A June, 2016 $50,000 investment in Aurora, would be worth $1.1 million today.

The Aurora financials published on May 14, 2019 contain some bullish numbers:

Q3, 2019 vs. Q2, 2019:

  • Consumer cannabis revenues up 37%
  • Medical marijuana sales up 8%
  • International medical cannabis revenues up 40%
  • Cash costs declined 26% to $1.42 CAD per gram
  • Production volume increased 99% to 15,590 kgs

In Q3, 2019 Aurora Cannabis reported a loss of $158-million on revenue of $65 million.  Losing $2 on every $1 of sales may not sound great – but it’s a marked improvement on Q2, 2019 – when Aurora lost of $238 million on revenue of $54 million.

As of April, 2019, about 88 million Aurora shares were held by short-sellers – which means 9% of the company’s outstanding shares are held by investors who are hoping that Aurora implodes.

According to Robinhood, 420,000 young app users hold shares of Aurora. Cronos took the 5th position. GE, Ford, and Apple round out the other top five Robinhood holdings.

“I’m not exactly excited about it being the top traded company on Robinhood,” stated Throwthler1 on an investment bull-board, “but there’s no doubt ACB is going to be the biggest and best in the world.

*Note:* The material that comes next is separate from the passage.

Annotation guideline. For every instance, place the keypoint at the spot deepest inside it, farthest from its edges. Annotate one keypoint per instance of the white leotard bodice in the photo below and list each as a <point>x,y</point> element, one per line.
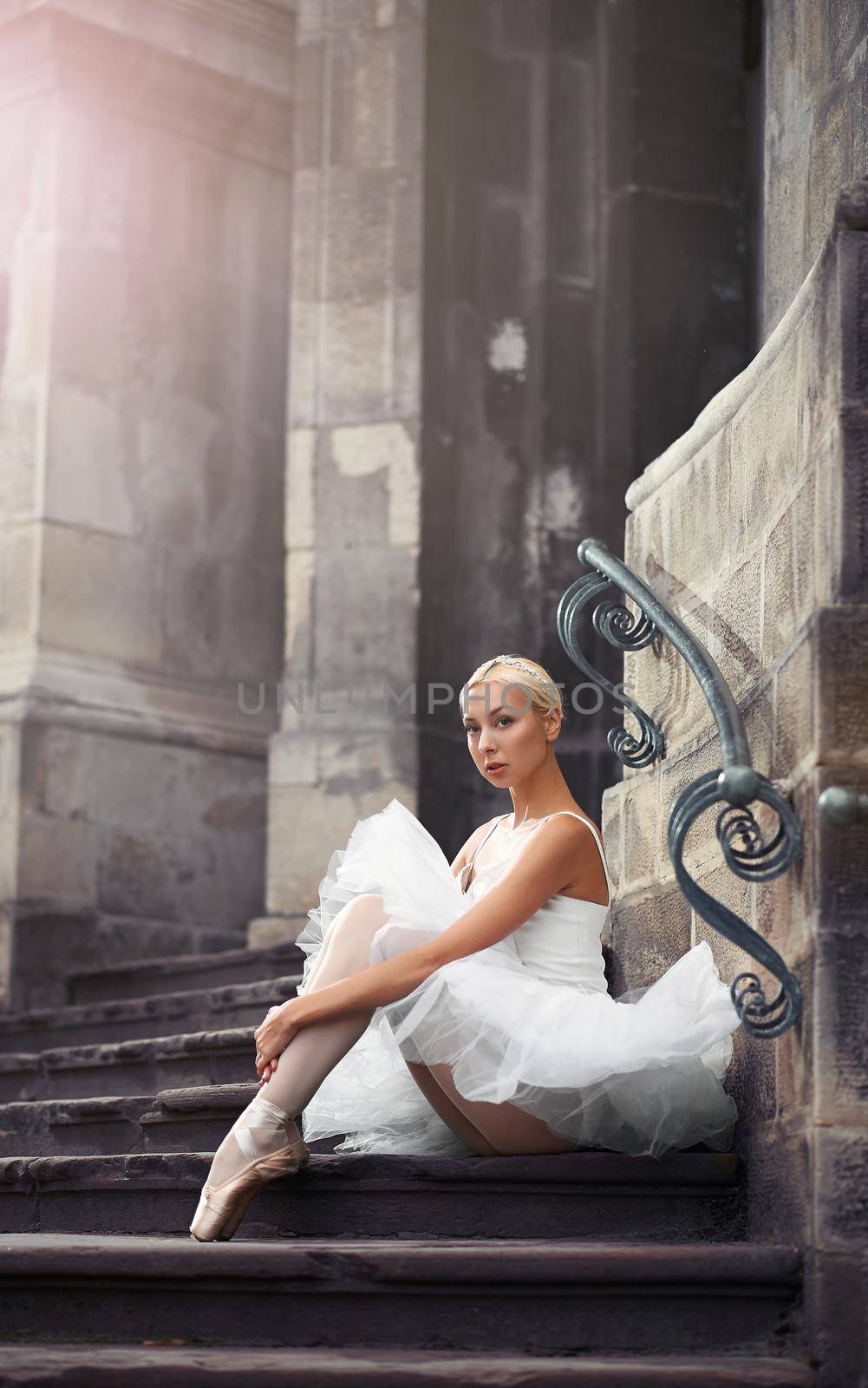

They will receive a multi billion-dollar investment/partnership from the pharmaceutical industry.”

“This maybe the best signal you can get to short something, friends,” replied ExtendedDeadline on the same bull-board in reference to ACB’s #1 Robinhood status.

“Pathological trading among investors is a real phenomenon,” stated the U.S. Library of Medicine, “it also represents an important public health problem that deserves the attention of the scientific community.

One quarter of Millennials spend more than five hours a day using their phone, 90% of that time on apps.

“Robinhood has done a great job building a trusted relationship with its millennial demographic,” stated Zacks.com, who spoke of Robinhood’s “design of a clutter-free screen and minimal information”.

“I’m thinking about purchasing 50 shares of Aurora,” stated Shit Post on a Robin Hood message board forum, “The cannabis industry in Canada keeps getting bigger and bigger and I really don’t see a reason why or how the industry could drop.”

We can think of a few reasons:  too much hype, too much bleeding, too many regulatory issues.

At any rate, “Shit Post” – be forewarned: cellphones, investing and opioids are a bad combo.